Me quedo sin palabras. Muchas preguntas deberán aguardar tras estas letras. No sé aún ni a quién le estoy contando este suceso ni con qué propósito.
Hoy viniste a darme tus cenizas, a hacerme partícipe de algo tan tuyo como tu muerte, a reconocerme como hija desde algún extraño lugar, y me conmueve.
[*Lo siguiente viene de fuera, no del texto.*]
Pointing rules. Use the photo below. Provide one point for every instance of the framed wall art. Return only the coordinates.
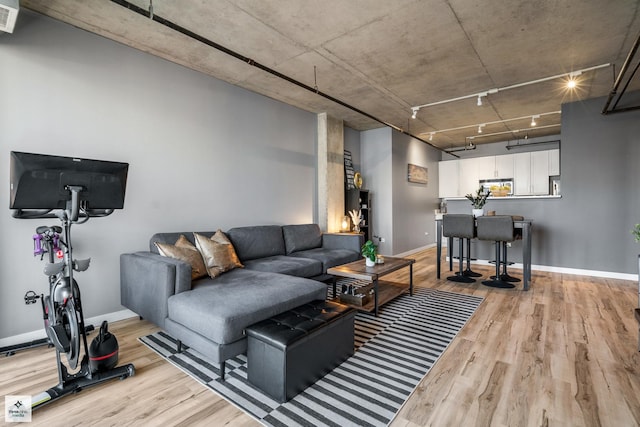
(417, 174)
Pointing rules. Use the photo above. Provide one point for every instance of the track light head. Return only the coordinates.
(533, 120)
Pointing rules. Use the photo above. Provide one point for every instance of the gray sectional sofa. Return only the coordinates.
(284, 267)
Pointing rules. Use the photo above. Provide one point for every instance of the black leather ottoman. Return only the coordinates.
(290, 351)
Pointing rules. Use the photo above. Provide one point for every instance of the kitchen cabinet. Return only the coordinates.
(531, 173)
(448, 179)
(495, 167)
(469, 176)
(539, 172)
(504, 166)
(554, 162)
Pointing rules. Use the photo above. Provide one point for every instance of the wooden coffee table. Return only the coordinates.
(383, 290)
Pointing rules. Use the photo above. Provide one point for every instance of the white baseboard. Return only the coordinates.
(413, 251)
(28, 337)
(565, 270)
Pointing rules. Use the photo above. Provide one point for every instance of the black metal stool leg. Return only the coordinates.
(497, 283)
(468, 272)
(460, 277)
(505, 277)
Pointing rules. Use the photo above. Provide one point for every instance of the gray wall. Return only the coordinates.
(589, 227)
(402, 211)
(203, 154)
(377, 173)
(413, 204)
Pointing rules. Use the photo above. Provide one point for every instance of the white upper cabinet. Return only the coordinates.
(530, 172)
(521, 174)
(554, 162)
(448, 179)
(540, 172)
(469, 176)
(504, 166)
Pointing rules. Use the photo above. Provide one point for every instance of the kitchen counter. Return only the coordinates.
(508, 198)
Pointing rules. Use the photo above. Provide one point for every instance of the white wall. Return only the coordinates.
(203, 154)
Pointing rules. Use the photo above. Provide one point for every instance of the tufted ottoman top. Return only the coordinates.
(286, 328)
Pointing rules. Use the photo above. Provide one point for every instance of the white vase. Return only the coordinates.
(477, 212)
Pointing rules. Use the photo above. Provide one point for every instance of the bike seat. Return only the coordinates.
(51, 269)
(81, 264)
(45, 228)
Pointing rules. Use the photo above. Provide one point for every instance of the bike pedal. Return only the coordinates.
(59, 338)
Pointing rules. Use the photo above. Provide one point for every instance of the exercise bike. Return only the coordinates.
(62, 307)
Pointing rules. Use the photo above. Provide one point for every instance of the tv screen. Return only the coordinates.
(40, 181)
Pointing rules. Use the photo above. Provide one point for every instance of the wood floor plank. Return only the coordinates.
(563, 353)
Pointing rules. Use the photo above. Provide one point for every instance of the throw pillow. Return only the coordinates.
(184, 250)
(218, 253)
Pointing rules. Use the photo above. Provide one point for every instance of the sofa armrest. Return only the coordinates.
(349, 241)
(147, 281)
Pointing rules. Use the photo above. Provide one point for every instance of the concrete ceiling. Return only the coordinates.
(383, 57)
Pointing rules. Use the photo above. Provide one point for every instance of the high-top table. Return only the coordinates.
(523, 224)
(383, 291)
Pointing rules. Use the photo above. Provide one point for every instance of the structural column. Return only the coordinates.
(330, 172)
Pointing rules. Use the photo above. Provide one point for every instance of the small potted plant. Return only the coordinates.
(478, 201)
(369, 252)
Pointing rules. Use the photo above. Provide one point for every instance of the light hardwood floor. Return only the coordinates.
(564, 353)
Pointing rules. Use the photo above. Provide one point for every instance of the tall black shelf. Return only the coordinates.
(360, 199)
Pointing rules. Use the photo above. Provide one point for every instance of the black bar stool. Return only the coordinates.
(463, 227)
(517, 235)
(498, 228)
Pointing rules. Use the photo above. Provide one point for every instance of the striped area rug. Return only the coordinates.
(394, 351)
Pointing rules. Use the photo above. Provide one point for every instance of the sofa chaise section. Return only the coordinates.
(210, 315)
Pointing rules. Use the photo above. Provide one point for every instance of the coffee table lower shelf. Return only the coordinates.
(386, 292)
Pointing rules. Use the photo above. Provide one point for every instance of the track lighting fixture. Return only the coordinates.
(479, 95)
(480, 127)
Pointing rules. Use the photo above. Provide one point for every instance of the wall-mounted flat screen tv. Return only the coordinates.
(41, 181)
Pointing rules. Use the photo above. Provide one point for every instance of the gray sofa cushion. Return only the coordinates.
(220, 309)
(172, 238)
(259, 241)
(301, 237)
(293, 266)
(329, 257)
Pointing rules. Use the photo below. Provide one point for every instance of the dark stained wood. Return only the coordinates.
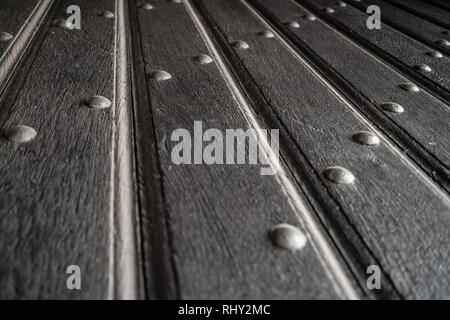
(321, 127)
(55, 198)
(410, 24)
(217, 217)
(390, 45)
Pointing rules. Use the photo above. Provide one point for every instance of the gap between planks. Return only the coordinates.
(409, 162)
(317, 237)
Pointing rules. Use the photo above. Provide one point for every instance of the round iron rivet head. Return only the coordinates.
(392, 107)
(422, 67)
(292, 24)
(20, 134)
(310, 17)
(98, 102)
(287, 237)
(411, 87)
(146, 6)
(339, 175)
(367, 138)
(239, 44)
(63, 23)
(160, 75)
(434, 54)
(202, 59)
(443, 42)
(5, 36)
(106, 14)
(266, 34)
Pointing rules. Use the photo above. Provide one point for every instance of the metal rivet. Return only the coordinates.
(392, 107)
(202, 59)
(160, 75)
(422, 67)
(292, 24)
(366, 138)
(287, 237)
(443, 42)
(98, 102)
(63, 23)
(434, 54)
(146, 6)
(339, 175)
(106, 14)
(20, 134)
(240, 44)
(5, 36)
(266, 34)
(409, 87)
(310, 17)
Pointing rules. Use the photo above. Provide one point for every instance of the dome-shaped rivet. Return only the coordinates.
(366, 138)
(422, 67)
(160, 75)
(20, 134)
(339, 175)
(146, 6)
(392, 107)
(98, 102)
(434, 54)
(310, 17)
(409, 87)
(5, 36)
(292, 24)
(443, 42)
(106, 14)
(239, 44)
(202, 59)
(266, 34)
(287, 237)
(63, 23)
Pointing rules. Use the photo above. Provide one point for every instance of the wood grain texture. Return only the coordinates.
(369, 83)
(216, 217)
(408, 23)
(425, 10)
(320, 126)
(389, 45)
(55, 191)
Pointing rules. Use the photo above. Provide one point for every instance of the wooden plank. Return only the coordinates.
(417, 131)
(216, 217)
(410, 24)
(391, 46)
(320, 123)
(55, 199)
(424, 10)
(13, 15)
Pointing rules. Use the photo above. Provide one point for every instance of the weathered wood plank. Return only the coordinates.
(55, 199)
(410, 24)
(320, 125)
(425, 10)
(421, 130)
(401, 52)
(216, 217)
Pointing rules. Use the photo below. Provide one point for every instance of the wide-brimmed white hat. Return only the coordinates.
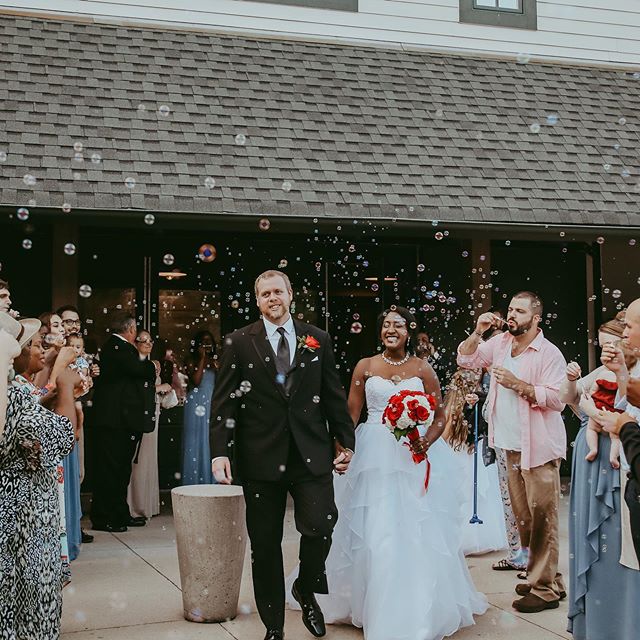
(22, 330)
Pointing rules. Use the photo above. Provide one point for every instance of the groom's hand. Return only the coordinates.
(342, 459)
(221, 468)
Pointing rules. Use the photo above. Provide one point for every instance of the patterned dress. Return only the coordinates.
(33, 444)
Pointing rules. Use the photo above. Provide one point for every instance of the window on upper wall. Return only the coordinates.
(518, 14)
(339, 5)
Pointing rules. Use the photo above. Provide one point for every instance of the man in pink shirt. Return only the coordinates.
(525, 420)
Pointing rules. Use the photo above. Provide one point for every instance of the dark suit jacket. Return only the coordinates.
(311, 408)
(124, 396)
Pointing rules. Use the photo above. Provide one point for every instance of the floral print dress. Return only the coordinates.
(33, 444)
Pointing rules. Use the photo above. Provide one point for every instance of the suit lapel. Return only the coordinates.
(265, 353)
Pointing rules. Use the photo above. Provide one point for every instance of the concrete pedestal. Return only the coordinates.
(211, 538)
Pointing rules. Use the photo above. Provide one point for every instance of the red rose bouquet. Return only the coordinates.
(409, 414)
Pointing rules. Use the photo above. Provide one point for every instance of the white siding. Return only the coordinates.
(586, 31)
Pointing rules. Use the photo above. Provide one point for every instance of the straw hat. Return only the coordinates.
(22, 330)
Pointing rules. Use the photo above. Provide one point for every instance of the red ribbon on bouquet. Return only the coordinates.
(414, 435)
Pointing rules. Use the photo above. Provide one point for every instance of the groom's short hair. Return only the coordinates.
(272, 273)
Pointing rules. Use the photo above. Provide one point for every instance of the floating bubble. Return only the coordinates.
(207, 253)
(356, 327)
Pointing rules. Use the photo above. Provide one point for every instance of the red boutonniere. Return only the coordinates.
(307, 343)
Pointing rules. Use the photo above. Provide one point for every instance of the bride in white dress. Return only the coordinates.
(395, 567)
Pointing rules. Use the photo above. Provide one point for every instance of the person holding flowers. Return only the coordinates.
(395, 568)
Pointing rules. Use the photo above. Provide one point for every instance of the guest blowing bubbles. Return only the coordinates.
(33, 443)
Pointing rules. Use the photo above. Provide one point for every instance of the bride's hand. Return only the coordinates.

Sería muy lindo poder cambiar la mayor parte de las notas que tocamos juntos mientras nos vimos. Pero eso no se puede. No sé qué melodía me trae esta vivencia extraña, ni qué muerte duelan estas cenizas tuyas. Podría ponerme a jugar imaginando muchas cosas, aunque por ahora creo que la mejor que se me ocurre es que esas cenizas sean también las de la historia unívoca y pesada que no he hecho otra cosa que contarme por años, esa que quizás siga narrando y elaborando hasta el fin de mis días. Pero la diferencia papá, la diferencia, es que no será la única, al menos, la única imaginable. Puedo inventarme otras historias paralelas posibles. Ahora se me ocurre que las notas de la palabra Gabrielita, en vez de sonar a tu revanchismo hacia mamá por el nombre que no le dejaste ponerme, podrían sonar de otra manera: a nombre soñado por vos para mí, a nombre mágico que contiene las letras de la alegría, a nombre dicho con una dulzura que no tuvo en su día, o que quizás desde esa niñez que estaba tan enojada con vos yo no pude atender, y cuyo sonido hoy puedo transfigurar, como Schöemberg la noche, en un cascabeleo suave. Y entonces, respetuosamente, me quedo en silencio papá, y te escucho.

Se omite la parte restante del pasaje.